Premier Mateusz Morawiecki odebrał ministrowi energii Krzysztofowi Tchórzewskiemu nadzór nad Orlenem i Lotosem. Jak podaje portal RMF FM, w sprawie może chodzić o konflikt między panami.
Według informacji uzyskanych przez media ogólnopolskie, spór dotyczył strategii Orlenu i Lotosu. Chodziło m.in. o to, jak ma wyglądać trwający proces łączenia obydwu spółek. Dzięki przejęciu nadzoru nad Orlenem i Lotosem premier może teraz łatwo wymienić część rady nadzorczej, ale zmiany mają nie dotyczyć prezesów.

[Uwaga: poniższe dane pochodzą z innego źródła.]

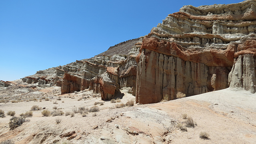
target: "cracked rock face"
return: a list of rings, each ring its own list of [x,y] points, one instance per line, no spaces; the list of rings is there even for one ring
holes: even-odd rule
[[[255,0],[186,6],[168,15],[143,40],[136,102],[229,86],[255,92],[256,6]]]

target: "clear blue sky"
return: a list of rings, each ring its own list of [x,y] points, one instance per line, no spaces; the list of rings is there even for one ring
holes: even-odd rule
[[[0,80],[90,58],[148,34],[184,5],[242,0],[0,1]]]

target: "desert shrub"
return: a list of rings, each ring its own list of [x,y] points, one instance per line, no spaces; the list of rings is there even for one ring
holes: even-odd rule
[[[9,127],[11,130],[20,126],[26,121],[26,118],[22,116],[13,116],[10,119]]]
[[[48,110],[44,110],[41,113],[43,116],[49,116],[51,115],[51,112]]]
[[[112,99],[110,100],[110,103],[116,103],[116,100],[114,99]]]
[[[177,127],[180,128],[181,130],[183,131],[187,132],[188,130],[187,130],[187,128],[184,126],[183,124],[181,123],[178,123],[177,125]]]
[[[89,112],[98,112],[99,111],[100,111],[100,108],[97,106],[93,106],[89,110]]]
[[[0,110],[0,117],[4,118],[5,117],[5,114],[4,114],[4,111],[2,110]]]
[[[133,106],[134,105],[134,100],[133,99],[128,100],[126,105],[126,106]]]
[[[11,140],[8,140],[0,142],[0,144],[14,144],[14,142]]]
[[[92,114],[92,116],[97,116],[97,113],[96,112],[94,112]]]
[[[57,124],[59,124],[61,122],[61,119],[59,118],[57,118],[55,119],[55,122]]]
[[[55,110],[52,112],[52,116],[61,116],[64,114],[64,112],[62,110]]]
[[[75,113],[74,112],[71,112],[70,113],[70,117],[72,117],[75,116]]]
[[[68,116],[68,115],[70,115],[70,112],[66,112],[66,113],[65,113],[65,116]]]
[[[182,115],[182,118],[184,119],[187,119],[187,117],[188,117],[188,114],[183,114]]]
[[[33,116],[33,112],[32,111],[27,111],[25,114],[22,113],[20,114],[20,116],[25,118],[31,117]]]
[[[73,108],[72,108],[72,111],[76,114],[78,113],[78,110],[76,107]]]
[[[117,104],[116,105],[116,108],[123,108],[125,106],[125,104],[123,103],[121,103],[119,104]]]
[[[31,110],[42,110],[42,108],[38,106],[34,105],[31,107]]]
[[[176,94],[176,97],[178,98],[183,98],[185,97],[186,97],[186,94],[183,94],[180,92],[178,92]]]
[[[192,118],[189,116],[187,118],[187,120],[185,122],[187,124],[187,126],[194,127],[196,125],[196,123],[193,120]]]
[[[6,114],[8,116],[13,116],[15,115],[15,112],[9,111],[9,112],[7,112],[7,113]]]
[[[116,98],[116,102],[121,102],[121,100],[120,99],[120,98]]]
[[[202,139],[209,139],[210,134],[206,132],[201,132],[199,134],[199,137]]]

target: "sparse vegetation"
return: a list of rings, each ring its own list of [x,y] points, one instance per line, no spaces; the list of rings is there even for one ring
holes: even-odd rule
[[[116,105],[116,108],[121,108],[125,106],[125,104],[123,103],[117,104]]]
[[[184,132],[187,132],[188,130],[187,130],[187,128],[184,126],[183,124],[181,123],[178,123],[177,125],[177,127],[180,128],[180,129],[181,130],[182,130]]]
[[[201,132],[199,134],[199,137],[202,139],[209,139],[209,136],[210,136],[210,134],[206,132]]]
[[[188,114],[182,114],[182,117],[183,119],[186,119],[188,117]]]
[[[178,92],[176,94],[176,97],[178,98],[183,98],[185,97],[186,97],[186,94],[183,94],[180,92]]]
[[[64,114],[64,112],[62,110],[55,110],[53,112],[52,112],[52,116],[61,116]]]
[[[26,118],[22,116],[13,116],[10,119],[9,127],[11,130],[20,126],[27,120]]]
[[[59,118],[57,118],[55,119],[55,122],[57,124],[59,124],[61,122],[61,119]]]
[[[188,116],[187,118],[187,120],[185,122],[187,126],[194,127],[196,125],[196,123],[194,121],[192,117]]]
[[[1,142],[0,144],[14,144],[14,142],[11,140],[8,140]]]
[[[44,110],[41,113],[43,116],[49,116],[51,115],[51,112],[48,110]]]
[[[0,110],[0,117],[4,118],[5,117],[5,114],[4,114],[4,111],[2,110]]]
[[[89,110],[89,112],[98,112],[99,111],[100,108],[99,108],[97,106],[94,106],[90,108],[90,110]]]
[[[27,111],[25,114],[22,113],[20,114],[20,116],[25,118],[31,117],[33,116],[33,112],[32,111]]]
[[[9,111],[9,112],[7,112],[7,113],[6,114],[8,116],[13,116],[15,115],[15,112]]]
[[[133,99],[128,100],[126,105],[129,106],[133,106],[134,105],[134,100]]]
[[[31,110],[42,110],[42,108],[38,106],[34,105],[31,107]]]
[[[114,99],[112,99],[110,100],[110,103],[116,103],[116,100]]]

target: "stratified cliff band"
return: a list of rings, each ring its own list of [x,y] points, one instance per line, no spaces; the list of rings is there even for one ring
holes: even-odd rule
[[[143,104],[174,99],[178,92],[189,96],[229,87],[254,93],[256,30],[255,0],[184,6],[145,36],[23,80],[61,86],[62,94],[88,88],[104,100],[126,88]]]

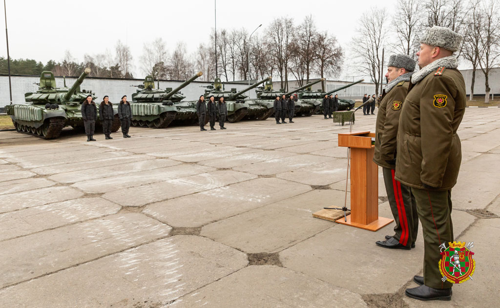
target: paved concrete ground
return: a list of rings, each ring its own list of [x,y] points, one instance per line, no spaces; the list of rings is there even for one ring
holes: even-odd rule
[[[0,306],[498,306],[497,111],[468,108],[459,132],[454,228],[474,242],[476,268],[450,302],[404,295],[422,273],[421,233],[415,249],[390,250],[374,242],[394,224],[312,216],[341,206],[346,186],[337,134],[348,126],[322,116],[92,142],[70,130],[54,140],[0,132]],[[354,129],[375,119],[360,112]],[[486,216],[458,210],[477,209]]]

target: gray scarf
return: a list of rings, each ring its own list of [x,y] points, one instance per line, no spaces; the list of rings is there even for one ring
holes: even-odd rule
[[[398,78],[386,84],[386,88],[384,88],[384,90],[386,90],[386,93],[388,93],[389,91],[392,90],[392,88],[394,88],[396,84],[399,84],[401,82],[409,82],[410,78],[412,77],[412,72],[404,74],[400,76],[398,76]]]
[[[430,63],[422,68],[420,70],[416,72],[412,76],[412,83],[415,84],[424,79],[424,78],[432,72],[437,70],[442,66],[445,68],[456,68],[458,66],[456,58],[453,56],[445,56],[434,62]]]

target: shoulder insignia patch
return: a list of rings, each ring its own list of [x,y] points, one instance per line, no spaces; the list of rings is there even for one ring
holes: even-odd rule
[[[444,66],[441,66],[439,68],[438,68],[438,70],[434,73],[434,76],[440,76],[442,74],[442,72],[444,72]]]
[[[390,108],[392,110],[399,110],[401,109],[402,104],[400,100],[394,100],[392,102],[392,106],[390,106]]]
[[[448,96],[442,94],[436,94],[434,96],[434,106],[436,108],[442,108],[446,106],[446,99]]]

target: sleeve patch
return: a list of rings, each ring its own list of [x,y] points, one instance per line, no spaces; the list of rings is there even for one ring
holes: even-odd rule
[[[402,102],[400,100],[394,100],[392,102],[392,106],[390,106],[392,110],[399,110],[401,108]]]
[[[442,108],[446,106],[446,99],[448,98],[446,95],[436,94],[434,96],[434,106],[436,108]]]

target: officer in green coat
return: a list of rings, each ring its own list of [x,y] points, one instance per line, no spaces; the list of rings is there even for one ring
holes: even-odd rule
[[[452,284],[443,282],[440,245],[454,240],[452,188],[462,160],[456,134],[466,108],[464,77],[453,52],[462,36],[434,26],[421,36],[420,70],[412,76],[400,118],[394,178],[411,187],[424,234],[424,277],[406,294],[422,300],[449,300]]]
[[[418,230],[416,204],[410,188],[394,178],[400,114],[416,64],[406,54],[390,56],[386,74],[388,83],[382,92],[377,112],[374,162],[382,167],[389,206],[396,223],[394,236],[386,236],[384,240],[376,242],[384,248],[410,250],[414,248]]]

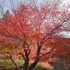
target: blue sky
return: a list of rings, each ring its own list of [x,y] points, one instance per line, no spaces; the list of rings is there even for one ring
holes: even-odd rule
[[[11,10],[11,8],[15,9],[19,5],[19,3],[23,4],[24,1],[27,1],[28,3],[29,0],[0,0],[0,5],[2,5],[3,10],[6,11],[6,10]],[[42,3],[45,4],[47,1],[50,0],[35,0],[35,1],[37,1],[37,5],[39,5]],[[70,0],[62,0],[62,1],[63,3],[70,3]],[[13,5],[12,2],[14,3]]]

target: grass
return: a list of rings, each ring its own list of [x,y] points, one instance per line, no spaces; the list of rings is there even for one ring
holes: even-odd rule
[[[21,60],[18,60],[18,61],[15,61],[17,63],[18,66],[22,66],[24,64],[24,62]],[[41,64],[43,62],[38,62],[38,64],[36,65],[36,67],[33,69],[33,70],[52,70],[53,68],[52,67],[42,67]],[[3,67],[5,68],[14,68],[14,64],[12,63],[11,60],[8,60],[8,59],[0,59],[0,65],[2,65]]]

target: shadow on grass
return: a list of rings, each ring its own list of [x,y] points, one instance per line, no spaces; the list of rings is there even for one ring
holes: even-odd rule
[[[33,70],[48,70],[47,68],[43,68],[43,67],[36,67]]]

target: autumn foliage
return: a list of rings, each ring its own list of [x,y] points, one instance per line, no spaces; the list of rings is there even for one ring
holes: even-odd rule
[[[14,14],[4,14],[0,19],[0,53],[11,57],[21,55],[25,61],[24,70],[32,70],[44,57],[48,60],[55,56],[68,56],[70,39],[61,38],[59,33],[69,31],[70,13],[54,6],[47,5],[39,9],[20,5],[13,10]],[[28,66],[32,59],[34,62]]]

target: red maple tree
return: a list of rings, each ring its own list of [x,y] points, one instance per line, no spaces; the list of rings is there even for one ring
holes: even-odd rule
[[[69,30],[67,24],[69,24],[70,13],[65,10],[58,10],[58,8],[55,8],[55,5],[52,5],[52,7],[47,5],[40,9],[36,6],[20,5],[13,13],[14,15],[4,14],[4,17],[0,19],[0,37],[5,39],[5,44],[11,45],[13,42],[14,44],[18,42],[12,48],[18,48],[18,54],[23,57],[25,61],[23,69],[32,70],[45,55],[49,57],[55,54],[55,45],[61,39],[56,40],[57,43],[53,46],[54,40],[52,38],[59,35],[61,31]],[[58,44],[56,53],[61,52],[61,47],[65,46]],[[69,49],[69,47],[65,48]],[[64,53],[64,51],[61,53]],[[61,53],[60,55],[62,55]],[[67,53],[67,50],[65,53]],[[35,58],[35,60],[29,66],[29,61],[32,58]]]

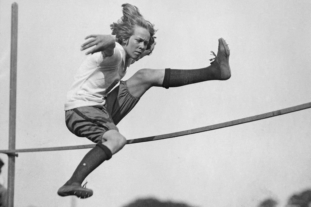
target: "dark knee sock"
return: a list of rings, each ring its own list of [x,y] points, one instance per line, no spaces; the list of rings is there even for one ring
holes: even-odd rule
[[[89,174],[112,156],[111,152],[107,147],[101,144],[97,144],[84,156],[65,185],[73,182],[81,184]]]
[[[218,80],[220,71],[212,65],[206,68],[191,70],[165,69],[162,87],[178,87],[199,82]]]

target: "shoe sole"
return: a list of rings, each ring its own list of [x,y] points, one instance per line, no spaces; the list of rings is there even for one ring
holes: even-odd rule
[[[220,38],[220,39],[221,41],[221,42],[224,45],[224,47],[225,47],[225,52],[226,53],[226,55],[227,55],[227,63],[228,65],[228,68],[229,69],[229,73],[230,74],[230,76],[231,76],[231,69],[230,69],[230,66],[229,65],[229,56],[230,55],[230,50],[229,49],[229,47],[228,46],[228,44],[226,42],[226,41],[222,37]]]
[[[86,198],[93,195],[93,192],[86,188],[81,189],[79,187],[77,188],[75,186],[68,186],[66,188],[67,189],[64,189],[63,190],[59,190],[57,191],[57,194],[62,196],[75,196],[79,198]]]

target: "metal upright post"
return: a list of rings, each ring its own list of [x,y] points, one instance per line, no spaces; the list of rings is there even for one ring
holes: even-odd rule
[[[10,106],[9,119],[9,149],[15,149],[15,129],[16,118],[16,72],[17,63],[17,13],[18,7],[16,2],[12,4],[11,20],[11,56],[10,81]],[[15,154],[15,153],[14,153]],[[15,156],[8,155],[7,205],[14,205],[14,182]]]

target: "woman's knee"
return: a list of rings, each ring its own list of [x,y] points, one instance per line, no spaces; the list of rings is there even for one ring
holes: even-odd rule
[[[126,139],[116,130],[107,131],[102,137],[102,143],[111,150],[113,154],[126,144]]]
[[[161,84],[164,77],[163,70],[144,68],[138,70],[133,76],[137,79],[140,82],[151,86],[157,86]]]

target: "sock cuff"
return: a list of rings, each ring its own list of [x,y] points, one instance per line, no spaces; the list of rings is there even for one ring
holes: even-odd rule
[[[171,76],[171,69],[165,68],[164,78],[162,83],[162,87],[167,89],[169,88],[169,79]]]
[[[99,147],[105,152],[105,154],[107,155],[107,160],[109,160],[110,158],[111,158],[112,156],[112,153],[109,148],[101,143],[97,143],[96,144],[96,146]]]

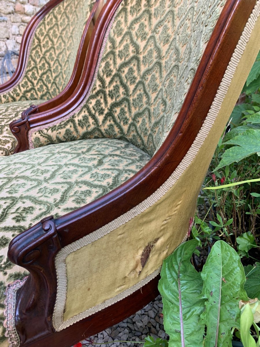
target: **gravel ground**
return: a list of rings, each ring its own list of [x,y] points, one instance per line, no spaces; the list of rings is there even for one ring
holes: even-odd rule
[[[92,339],[93,346],[118,347],[139,346],[138,344],[130,341],[142,344],[144,342],[144,338],[148,335],[153,336],[155,339],[158,337],[167,338],[168,336],[164,330],[163,319],[160,316],[162,308],[162,298],[159,296],[135,314],[88,339]],[[116,342],[119,340],[129,342]],[[85,345],[90,345],[86,340],[81,343],[84,347]]]

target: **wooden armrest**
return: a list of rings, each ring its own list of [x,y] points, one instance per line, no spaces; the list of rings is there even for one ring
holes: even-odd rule
[[[82,98],[84,98],[84,92],[85,93],[86,92],[85,80],[87,80],[87,82],[89,82],[86,87],[87,90],[90,86],[89,78],[88,77],[93,76],[94,72],[94,70],[92,71],[91,74],[87,73],[86,76],[85,76],[84,78],[84,71],[86,70],[85,67],[86,65],[88,66],[89,66],[89,59],[88,60],[87,57],[92,55],[90,53],[92,50],[90,50],[91,51],[90,52],[88,51],[88,49],[89,45],[92,46],[92,43],[90,43],[90,40],[94,29],[93,23],[95,22],[95,20],[93,22],[93,18],[94,16],[96,16],[102,9],[103,1],[97,0],[88,19],[81,40],[72,74],[65,89],[59,94],[51,100],[37,105],[37,107],[34,105],[33,107],[30,107],[25,110],[23,112],[21,118],[13,121],[10,124],[11,131],[16,138],[18,142],[14,153],[22,152],[29,149],[28,133],[30,129],[40,125],[47,124],[57,119],[57,115],[58,115],[58,119],[63,116],[64,112],[66,114],[69,112],[72,105],[72,107],[74,106],[75,108],[76,107],[74,104],[75,94],[78,98],[79,96],[80,103]],[[120,2],[121,1],[118,0],[118,2]],[[105,12],[109,17],[111,7],[111,6],[108,6],[108,8]],[[115,6],[114,7],[115,8]],[[110,19],[111,17],[109,18]],[[99,25],[99,28],[100,27]],[[96,54],[93,58],[93,61],[97,61],[99,47],[100,45],[95,50]],[[94,60],[95,59],[96,60]],[[86,62],[87,61],[87,64]],[[90,65],[92,66],[93,70],[95,67],[95,64],[92,65],[90,64]]]
[[[120,2],[120,0],[114,0],[110,2],[109,6],[112,9],[113,6],[116,9],[116,5]],[[52,325],[57,288],[54,261],[56,254],[62,248],[119,218],[141,204],[171,177],[173,173],[176,173],[176,168],[202,127],[241,33],[254,6],[254,0],[251,0],[250,3],[248,1],[236,0],[230,0],[226,3],[174,126],[159,150],[142,169],[123,184],[102,197],[55,221],[52,217],[45,218],[11,242],[8,253],[10,260],[27,269],[30,274],[23,287],[18,290],[17,296],[16,327],[21,339],[20,347],[43,347],[58,343],[69,347],[78,342],[80,337],[83,339],[86,338],[120,321],[142,307],[157,293],[156,286],[158,276],[143,287],[141,292],[137,290],[121,301],[59,332],[54,332]],[[105,13],[104,11],[103,15]],[[108,17],[104,18],[108,25]],[[99,33],[101,40],[103,37],[102,34],[105,32],[104,29],[102,29],[102,29],[100,28]],[[232,40],[230,40],[231,35]],[[97,38],[98,36],[94,35],[91,39],[93,42],[96,42],[95,49],[92,51],[94,57],[101,46]],[[95,41],[96,39],[97,41]],[[86,64],[84,69],[86,69],[86,75],[91,80],[90,73],[87,73],[90,71],[92,73],[95,69],[91,64],[89,65],[89,67]],[[244,68],[244,65],[242,67]],[[89,68],[89,70],[87,69]],[[242,85],[243,81],[241,82]],[[231,93],[233,91],[231,91]],[[228,96],[230,97],[231,95]],[[233,102],[234,104],[235,96],[231,95],[230,99],[234,99],[231,102],[231,104]],[[223,96],[221,103],[224,99]],[[230,107],[232,108],[232,105]],[[220,125],[223,125],[223,128],[225,124],[223,120],[226,120],[229,115],[226,111],[224,109],[220,113],[221,117],[224,117],[223,119],[218,118],[218,121]],[[216,119],[218,115],[216,112]],[[25,118],[24,124],[29,125],[31,116]],[[220,126],[218,128],[218,136],[220,136],[223,128]],[[214,137],[214,131],[212,134]],[[205,135],[205,141],[207,136]],[[216,144],[218,138],[214,138]],[[208,139],[206,144],[203,143],[201,147],[205,144],[204,150],[208,150],[209,144],[210,146],[212,140],[212,137]],[[214,149],[212,146],[211,150],[213,153]],[[193,153],[192,160],[197,158],[198,166],[200,166],[201,158],[203,157],[204,153],[201,152],[198,155],[199,151],[198,149],[197,153]],[[210,161],[210,159],[208,158]],[[196,174],[197,168],[193,166],[191,170],[195,170]],[[184,186],[188,186],[187,181],[180,183],[182,174],[176,180],[180,185],[179,191]],[[194,182],[196,178],[194,178]],[[199,182],[196,181],[196,184],[200,186]],[[183,202],[185,200],[183,198]],[[185,209],[181,210],[185,213]],[[139,301],[136,305],[137,300]]]

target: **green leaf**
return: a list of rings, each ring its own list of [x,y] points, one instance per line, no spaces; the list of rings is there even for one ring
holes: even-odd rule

Będzie rekonstrukcja rządu?
Na początku tygodnia media donosiły o możliwej rekonstrukcji rządu premiera Mateusza Morawieckiego. W tym kontekście padały nazwiska czwórki ministrów, którzy mieliby zostać zdymisjonowani. Chodzi o ministra energii Krzysztofa Tchórzewskiego, szefową resortu edukacji Annę Zalewską, ministra rolnictwa Krzysztofa Jurgiela i koordynatora służb specjalnych Mariusza Kamińskiego.
- Mam wrażenie, że dziennikarze wiedzą o planach premiera więcej niż sam premier - powiedział w sobotę premier Mateusz Morawiecki, pytany o ewentualną rekonstrukcję rządu. Dodał, że z ministrami ma "znakomitą współpracę" i stale ocenia ich pracę.
Morawiecki w rozmowie w RMF FM zapytany o te spekulacje odpowiedział, że "dziennikarze w Polsce mają pełne prawo wyrażania swoich poglądów i wyobrażeń. Dodał, że ma "znakomitą współpracę" zarówno z ministrami, którzy zostali wymienieni w publikacjach, jak i pozostałymi szefami resortów.